Para o procurador da República José Guilherme Ferraz da Costa, “embora ainda não se tenha total clareza sobre as causas dessa gravíssima situação de suspensão de atendimentos pelo Hospital Napoleão Laureano, os pacientes não podem esperar eternamente que a União decida um dia cumprir o seu dever de monitoramento e garantia da eficácia e eficiência do funcionamento da rede oncológica, mediante aplicação dos recursos federais.”
Colapso
O Hospital Napoleão Laureano alega não dispor de recursos em caixa sequer para adquirir os medicamentos necessários. A situação financeira do hospital é agravada pelo colapso na fila de atendimento dos tratamentos que oferece, especialmente quimioterapia e radioterapia. Uma das provas da crise é o Relatório nº 79 do Conselho Regional de Medicina (CRM), no qual o conselho registrou que “há notória insuficiência de prestação de serviços de saúde em oncologia por falta de insumos, quimioterápicos, medicamentos em geral, equipamentos danificados, bem como pela elevada demanda de pacientes” que buscam tratamento no hospital. Entre os pacientes com câncer afetados pela crise do Laureano, encontram-se crianças, adolescentes e idosos.

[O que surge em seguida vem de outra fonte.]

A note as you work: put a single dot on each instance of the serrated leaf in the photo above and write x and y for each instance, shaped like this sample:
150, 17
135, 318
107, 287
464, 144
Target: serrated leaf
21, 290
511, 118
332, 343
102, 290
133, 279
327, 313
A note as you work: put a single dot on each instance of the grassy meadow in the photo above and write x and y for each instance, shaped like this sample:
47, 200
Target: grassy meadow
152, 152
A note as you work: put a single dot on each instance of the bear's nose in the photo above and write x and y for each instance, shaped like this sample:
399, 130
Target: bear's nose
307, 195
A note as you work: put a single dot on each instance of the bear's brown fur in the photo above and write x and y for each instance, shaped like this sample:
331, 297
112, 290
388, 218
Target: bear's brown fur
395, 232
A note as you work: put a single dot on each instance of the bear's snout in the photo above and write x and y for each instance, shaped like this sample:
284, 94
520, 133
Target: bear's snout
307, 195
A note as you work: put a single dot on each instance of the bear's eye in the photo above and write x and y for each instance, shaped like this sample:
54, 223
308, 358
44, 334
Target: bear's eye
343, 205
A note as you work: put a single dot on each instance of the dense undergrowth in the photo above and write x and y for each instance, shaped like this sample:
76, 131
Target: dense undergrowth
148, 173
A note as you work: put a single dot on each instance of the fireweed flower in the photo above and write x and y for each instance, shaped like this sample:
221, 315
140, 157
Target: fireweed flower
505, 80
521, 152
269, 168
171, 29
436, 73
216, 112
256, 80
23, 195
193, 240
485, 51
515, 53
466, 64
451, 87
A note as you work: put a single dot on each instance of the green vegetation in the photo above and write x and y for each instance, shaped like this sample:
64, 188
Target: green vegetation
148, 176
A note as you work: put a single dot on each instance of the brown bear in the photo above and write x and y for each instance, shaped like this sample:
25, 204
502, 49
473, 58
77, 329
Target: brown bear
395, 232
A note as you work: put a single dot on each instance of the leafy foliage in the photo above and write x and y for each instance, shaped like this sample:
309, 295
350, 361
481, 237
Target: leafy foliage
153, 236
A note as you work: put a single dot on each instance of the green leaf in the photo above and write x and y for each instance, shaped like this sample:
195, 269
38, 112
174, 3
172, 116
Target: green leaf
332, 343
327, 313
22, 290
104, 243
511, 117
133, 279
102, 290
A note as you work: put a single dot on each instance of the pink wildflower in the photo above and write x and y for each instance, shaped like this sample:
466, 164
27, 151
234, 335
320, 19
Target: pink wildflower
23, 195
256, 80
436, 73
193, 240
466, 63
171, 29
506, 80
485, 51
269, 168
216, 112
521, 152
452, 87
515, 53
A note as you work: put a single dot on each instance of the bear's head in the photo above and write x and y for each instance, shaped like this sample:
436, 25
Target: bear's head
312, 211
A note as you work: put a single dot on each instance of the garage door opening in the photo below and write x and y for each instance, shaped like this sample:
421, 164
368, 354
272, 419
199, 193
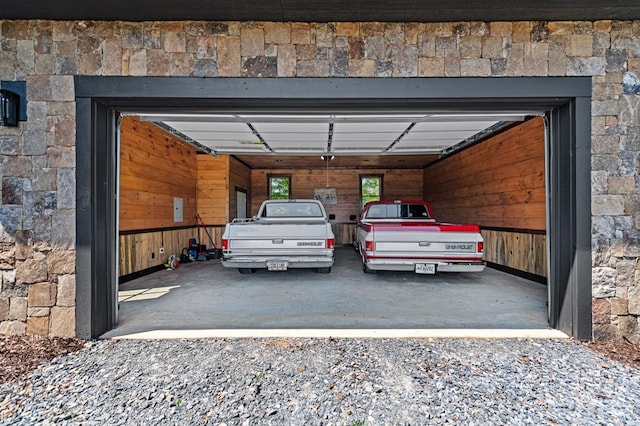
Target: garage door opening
563, 111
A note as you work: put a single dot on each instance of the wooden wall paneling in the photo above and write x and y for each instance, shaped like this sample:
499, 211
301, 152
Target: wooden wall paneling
498, 182
406, 183
155, 167
518, 250
213, 188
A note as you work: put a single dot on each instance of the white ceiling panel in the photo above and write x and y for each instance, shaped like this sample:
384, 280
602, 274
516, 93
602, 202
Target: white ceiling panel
373, 134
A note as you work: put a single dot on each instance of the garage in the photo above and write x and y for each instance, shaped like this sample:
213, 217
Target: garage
563, 102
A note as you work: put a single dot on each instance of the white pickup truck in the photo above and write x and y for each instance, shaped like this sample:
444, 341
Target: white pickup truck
285, 234
403, 235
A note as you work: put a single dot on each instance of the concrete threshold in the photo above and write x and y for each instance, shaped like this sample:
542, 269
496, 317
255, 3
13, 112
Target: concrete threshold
349, 334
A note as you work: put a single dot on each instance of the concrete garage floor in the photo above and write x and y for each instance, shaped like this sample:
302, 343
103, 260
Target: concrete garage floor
203, 299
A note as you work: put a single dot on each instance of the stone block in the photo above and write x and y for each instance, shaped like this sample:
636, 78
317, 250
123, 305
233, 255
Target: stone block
32, 270
38, 326
137, 63
604, 282
557, 63
63, 234
405, 61
42, 295
607, 205
260, 66
601, 311
13, 328
175, 42
7, 257
634, 300
628, 326
536, 59
361, 68
66, 290
286, 60
339, 62
324, 35
4, 308
18, 308
585, 66
9, 145
619, 306
452, 64
205, 68
470, 47
180, 64
622, 185
11, 222
63, 322
431, 67
480, 67
38, 311
579, 45
375, 48
61, 157
158, 63
383, 68
13, 190
313, 68
34, 142
300, 33
229, 56
492, 47
278, 32
252, 42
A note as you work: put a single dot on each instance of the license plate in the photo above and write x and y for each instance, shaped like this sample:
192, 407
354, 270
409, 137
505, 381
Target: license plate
425, 268
277, 265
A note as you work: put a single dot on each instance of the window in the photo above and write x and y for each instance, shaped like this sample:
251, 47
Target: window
370, 188
279, 187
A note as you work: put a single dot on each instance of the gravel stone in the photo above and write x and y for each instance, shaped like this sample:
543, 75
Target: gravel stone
326, 381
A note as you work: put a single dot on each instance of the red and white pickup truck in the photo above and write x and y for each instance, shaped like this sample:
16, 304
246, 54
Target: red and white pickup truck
403, 235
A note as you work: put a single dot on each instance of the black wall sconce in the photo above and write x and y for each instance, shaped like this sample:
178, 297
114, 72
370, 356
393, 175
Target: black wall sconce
9, 108
13, 102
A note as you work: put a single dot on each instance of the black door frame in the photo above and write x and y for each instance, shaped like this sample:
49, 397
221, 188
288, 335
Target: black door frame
566, 100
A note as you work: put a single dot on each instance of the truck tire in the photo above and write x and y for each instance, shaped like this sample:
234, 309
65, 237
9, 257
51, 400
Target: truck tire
366, 269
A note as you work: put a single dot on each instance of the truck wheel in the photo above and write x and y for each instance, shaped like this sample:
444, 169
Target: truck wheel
366, 269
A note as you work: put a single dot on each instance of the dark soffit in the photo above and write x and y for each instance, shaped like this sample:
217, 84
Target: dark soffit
322, 10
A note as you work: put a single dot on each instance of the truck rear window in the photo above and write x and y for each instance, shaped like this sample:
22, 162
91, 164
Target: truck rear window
292, 210
397, 211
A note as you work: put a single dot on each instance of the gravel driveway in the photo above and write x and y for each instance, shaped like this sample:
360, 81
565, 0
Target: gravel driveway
326, 381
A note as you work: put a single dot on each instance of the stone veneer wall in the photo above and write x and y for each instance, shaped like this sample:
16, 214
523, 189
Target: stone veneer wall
37, 228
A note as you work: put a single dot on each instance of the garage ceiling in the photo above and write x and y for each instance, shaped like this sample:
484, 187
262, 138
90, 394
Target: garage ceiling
322, 10
345, 140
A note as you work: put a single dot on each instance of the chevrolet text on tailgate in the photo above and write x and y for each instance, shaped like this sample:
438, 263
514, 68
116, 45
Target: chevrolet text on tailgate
285, 234
399, 235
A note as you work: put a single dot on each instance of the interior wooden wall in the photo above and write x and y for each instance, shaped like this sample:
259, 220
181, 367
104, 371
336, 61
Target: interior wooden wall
498, 183
213, 189
155, 167
399, 183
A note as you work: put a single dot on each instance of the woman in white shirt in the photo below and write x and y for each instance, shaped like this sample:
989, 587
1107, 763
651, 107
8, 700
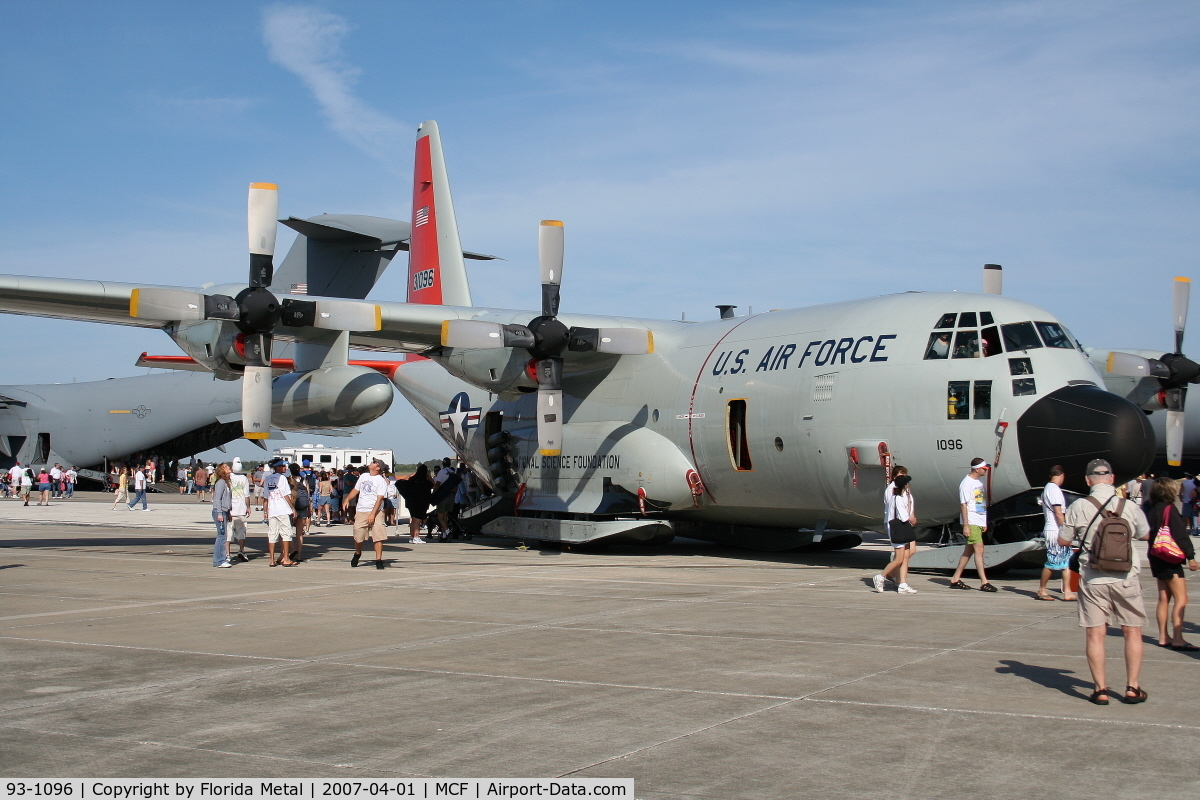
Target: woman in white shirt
903, 533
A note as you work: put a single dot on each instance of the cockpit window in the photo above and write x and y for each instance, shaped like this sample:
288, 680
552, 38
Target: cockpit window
1054, 336
1020, 336
939, 346
966, 344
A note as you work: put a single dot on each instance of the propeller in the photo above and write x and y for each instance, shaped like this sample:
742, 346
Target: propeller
1174, 372
546, 338
256, 311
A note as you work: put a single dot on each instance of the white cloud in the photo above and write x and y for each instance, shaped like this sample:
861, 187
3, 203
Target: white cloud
307, 42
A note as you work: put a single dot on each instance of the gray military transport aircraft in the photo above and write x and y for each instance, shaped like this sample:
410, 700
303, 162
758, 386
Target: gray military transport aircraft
773, 431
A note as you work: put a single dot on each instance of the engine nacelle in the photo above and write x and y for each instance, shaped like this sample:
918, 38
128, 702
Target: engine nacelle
210, 342
333, 397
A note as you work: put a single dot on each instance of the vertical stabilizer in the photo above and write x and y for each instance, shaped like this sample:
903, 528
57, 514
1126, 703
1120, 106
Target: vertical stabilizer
436, 270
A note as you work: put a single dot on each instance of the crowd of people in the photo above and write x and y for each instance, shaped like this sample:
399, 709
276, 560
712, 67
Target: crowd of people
293, 498
19, 481
1090, 545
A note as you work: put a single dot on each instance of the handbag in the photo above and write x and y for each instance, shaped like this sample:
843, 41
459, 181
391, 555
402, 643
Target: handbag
1164, 547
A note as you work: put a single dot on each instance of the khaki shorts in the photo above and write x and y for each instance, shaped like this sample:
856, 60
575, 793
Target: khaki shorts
279, 528
377, 533
1116, 603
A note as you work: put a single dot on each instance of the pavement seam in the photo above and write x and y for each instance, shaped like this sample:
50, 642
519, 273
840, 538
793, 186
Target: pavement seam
1006, 714
239, 753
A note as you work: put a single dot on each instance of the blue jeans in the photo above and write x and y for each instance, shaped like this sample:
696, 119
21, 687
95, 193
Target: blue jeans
221, 546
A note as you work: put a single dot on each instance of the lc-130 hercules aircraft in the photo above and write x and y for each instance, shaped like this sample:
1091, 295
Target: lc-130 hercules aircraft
763, 431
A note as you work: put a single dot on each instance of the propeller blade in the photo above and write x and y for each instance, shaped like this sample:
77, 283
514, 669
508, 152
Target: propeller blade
1180, 307
550, 262
256, 388
262, 209
993, 278
617, 341
1175, 438
331, 314
1134, 366
167, 305
550, 407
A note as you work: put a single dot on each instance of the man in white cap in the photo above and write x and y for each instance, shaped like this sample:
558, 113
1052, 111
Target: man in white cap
973, 511
240, 486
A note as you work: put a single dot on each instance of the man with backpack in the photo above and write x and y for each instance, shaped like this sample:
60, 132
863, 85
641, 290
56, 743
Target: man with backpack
1104, 524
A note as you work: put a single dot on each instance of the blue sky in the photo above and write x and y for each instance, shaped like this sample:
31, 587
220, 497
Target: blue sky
761, 154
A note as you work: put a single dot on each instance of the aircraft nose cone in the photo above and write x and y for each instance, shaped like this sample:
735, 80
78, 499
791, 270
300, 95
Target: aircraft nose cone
1074, 425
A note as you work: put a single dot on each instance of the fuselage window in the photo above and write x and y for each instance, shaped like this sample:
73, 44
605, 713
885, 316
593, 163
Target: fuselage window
958, 400
939, 346
966, 344
739, 444
983, 400
1054, 336
1020, 336
1023, 386
990, 341
1020, 367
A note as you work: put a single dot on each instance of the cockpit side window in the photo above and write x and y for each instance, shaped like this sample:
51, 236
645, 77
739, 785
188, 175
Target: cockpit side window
990, 341
966, 344
1020, 336
939, 346
1054, 336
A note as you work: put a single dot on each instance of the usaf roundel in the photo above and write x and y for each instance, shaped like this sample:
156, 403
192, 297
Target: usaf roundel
460, 417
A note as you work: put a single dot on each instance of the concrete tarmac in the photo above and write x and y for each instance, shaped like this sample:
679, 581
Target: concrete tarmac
699, 671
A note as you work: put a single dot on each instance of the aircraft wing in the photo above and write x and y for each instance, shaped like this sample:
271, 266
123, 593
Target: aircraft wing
99, 301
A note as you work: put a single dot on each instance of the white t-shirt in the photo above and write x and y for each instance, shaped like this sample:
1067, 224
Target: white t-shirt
971, 493
277, 494
901, 506
239, 486
370, 488
1051, 497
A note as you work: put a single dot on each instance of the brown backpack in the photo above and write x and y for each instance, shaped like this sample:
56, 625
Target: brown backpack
1111, 546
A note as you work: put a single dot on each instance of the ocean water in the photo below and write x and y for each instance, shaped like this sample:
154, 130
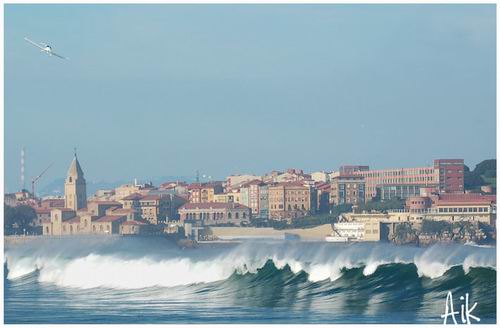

Nos autos do Inquérito Civil nº 1.24.000.000385/2015-11, em que o MPF apura o caso, constam listas de espera de pacientes que deixaram de ser atendidos por causa da insuficiência de recursos destinados ao hospital: são 345 pacientes à espera de tratamento quimioterápico; 268 pacientes à espera de tratamento radioterápico; 180 pacientes à espera de consulta há mais de 60 dias, além de centenas de enfermos que tiveram os seus tratamentos iniciados e interrompidos devido à crise financeira do hospital.